4. The old woman lived in a little cottage, and it stood on the edge of the woods.

5. I was walking along the country roads, and I saw some wild strawberries.

6. The little boy carried a bundle, and it seemed very heavy.

7. The night was chilly, and we built a fire in the grate.

8. I wished to pass away the time, and I read a newspaper.

9. He was very ambitious, and he wished to become President.

10. She struck a match, and it burned with a feeble light.

3. Variety in the Use of Sentences:—All your sentences must be simple, or complex, or compound; but there is no reason why you should use one of the three kinds in preference to another. If you examine a passage which you think interesting, you will be quite likely to find that some sentences are simple, some complex, and some compound. The variety is pleasing. If all the sentences had been of one kind, the result would have been decidedly monotonous.
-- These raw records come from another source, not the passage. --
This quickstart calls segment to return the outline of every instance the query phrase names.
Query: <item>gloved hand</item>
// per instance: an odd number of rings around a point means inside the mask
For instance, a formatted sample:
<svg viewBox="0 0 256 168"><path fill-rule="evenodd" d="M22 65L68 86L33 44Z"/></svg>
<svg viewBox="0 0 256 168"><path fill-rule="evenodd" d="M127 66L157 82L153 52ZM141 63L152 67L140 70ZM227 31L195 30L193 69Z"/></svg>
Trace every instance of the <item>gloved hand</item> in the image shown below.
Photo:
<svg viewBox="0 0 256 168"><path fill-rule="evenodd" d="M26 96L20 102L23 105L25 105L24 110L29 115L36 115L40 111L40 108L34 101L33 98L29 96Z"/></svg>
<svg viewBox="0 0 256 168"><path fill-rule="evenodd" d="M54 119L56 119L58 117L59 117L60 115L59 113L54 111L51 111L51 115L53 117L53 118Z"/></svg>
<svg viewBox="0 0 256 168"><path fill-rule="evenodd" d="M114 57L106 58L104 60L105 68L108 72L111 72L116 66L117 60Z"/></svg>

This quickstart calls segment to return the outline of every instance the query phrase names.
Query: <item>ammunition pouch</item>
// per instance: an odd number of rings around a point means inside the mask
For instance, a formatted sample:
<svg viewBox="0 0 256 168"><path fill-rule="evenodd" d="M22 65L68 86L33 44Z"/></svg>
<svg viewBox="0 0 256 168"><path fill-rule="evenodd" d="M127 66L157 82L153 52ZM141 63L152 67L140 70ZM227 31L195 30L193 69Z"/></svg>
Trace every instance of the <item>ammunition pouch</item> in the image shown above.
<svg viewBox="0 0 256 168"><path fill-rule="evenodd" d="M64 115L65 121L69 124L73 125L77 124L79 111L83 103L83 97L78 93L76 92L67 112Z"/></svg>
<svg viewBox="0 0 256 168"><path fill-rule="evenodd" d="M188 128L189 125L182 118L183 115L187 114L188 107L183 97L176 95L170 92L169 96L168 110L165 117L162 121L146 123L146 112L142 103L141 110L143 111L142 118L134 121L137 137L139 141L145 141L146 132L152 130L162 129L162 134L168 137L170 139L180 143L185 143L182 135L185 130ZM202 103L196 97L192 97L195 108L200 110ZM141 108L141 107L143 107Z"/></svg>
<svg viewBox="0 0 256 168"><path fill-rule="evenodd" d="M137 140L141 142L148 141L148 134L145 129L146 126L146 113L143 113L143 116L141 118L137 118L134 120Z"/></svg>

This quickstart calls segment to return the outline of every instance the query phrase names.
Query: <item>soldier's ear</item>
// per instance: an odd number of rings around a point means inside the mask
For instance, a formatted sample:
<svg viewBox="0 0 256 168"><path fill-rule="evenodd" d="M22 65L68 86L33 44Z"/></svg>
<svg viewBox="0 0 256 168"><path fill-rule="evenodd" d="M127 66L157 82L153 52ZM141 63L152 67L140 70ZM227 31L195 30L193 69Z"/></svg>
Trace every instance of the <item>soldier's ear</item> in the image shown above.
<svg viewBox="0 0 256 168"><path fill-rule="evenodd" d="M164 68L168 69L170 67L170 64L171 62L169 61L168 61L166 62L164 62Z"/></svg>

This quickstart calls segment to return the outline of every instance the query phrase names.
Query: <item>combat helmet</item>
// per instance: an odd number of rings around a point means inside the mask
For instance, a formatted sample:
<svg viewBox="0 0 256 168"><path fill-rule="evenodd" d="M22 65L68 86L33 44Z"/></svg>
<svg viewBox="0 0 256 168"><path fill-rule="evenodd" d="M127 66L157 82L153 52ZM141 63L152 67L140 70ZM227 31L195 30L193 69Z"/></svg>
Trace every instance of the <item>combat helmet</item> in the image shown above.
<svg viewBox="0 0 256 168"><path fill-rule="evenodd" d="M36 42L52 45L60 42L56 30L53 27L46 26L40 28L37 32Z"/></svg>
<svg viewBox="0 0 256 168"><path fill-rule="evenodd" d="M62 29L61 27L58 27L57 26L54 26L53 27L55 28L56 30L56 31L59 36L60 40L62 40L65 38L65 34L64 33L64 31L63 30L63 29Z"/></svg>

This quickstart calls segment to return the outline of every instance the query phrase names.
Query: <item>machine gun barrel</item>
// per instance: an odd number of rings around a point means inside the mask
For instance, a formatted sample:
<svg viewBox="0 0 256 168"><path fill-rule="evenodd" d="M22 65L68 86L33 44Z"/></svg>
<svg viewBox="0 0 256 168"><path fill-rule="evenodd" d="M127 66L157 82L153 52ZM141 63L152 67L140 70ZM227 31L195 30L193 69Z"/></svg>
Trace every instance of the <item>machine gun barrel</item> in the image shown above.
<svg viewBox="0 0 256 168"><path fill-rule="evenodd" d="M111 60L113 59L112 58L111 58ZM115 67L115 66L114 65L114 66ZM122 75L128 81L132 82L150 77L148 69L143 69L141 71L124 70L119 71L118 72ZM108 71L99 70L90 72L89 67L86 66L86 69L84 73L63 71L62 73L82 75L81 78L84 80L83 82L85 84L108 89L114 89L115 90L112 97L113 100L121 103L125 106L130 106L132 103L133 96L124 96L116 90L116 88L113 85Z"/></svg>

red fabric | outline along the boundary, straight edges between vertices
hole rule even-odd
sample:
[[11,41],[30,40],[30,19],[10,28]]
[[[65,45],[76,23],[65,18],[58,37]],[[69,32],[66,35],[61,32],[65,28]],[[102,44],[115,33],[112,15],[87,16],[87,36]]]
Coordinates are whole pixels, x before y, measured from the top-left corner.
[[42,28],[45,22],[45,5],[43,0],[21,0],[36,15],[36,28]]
Pupils sometimes ask whether they should use long sentences or short sentences. This question is really answered in the preceding paragraph, for a simple sentence is usually shorter than a complex or a compound sentence. The fact is that what we like is variety. Until you are more experienced in composition, it will be well for you, in general, to use comparatively short sentences,—that is, sentences of not more than twenty-five or thirty words. You should feel at liberty, however, to follow your own taste in such matters, provided that your sentences are not regularly of about the same length and about the same form, so that your writing is lacking in variety.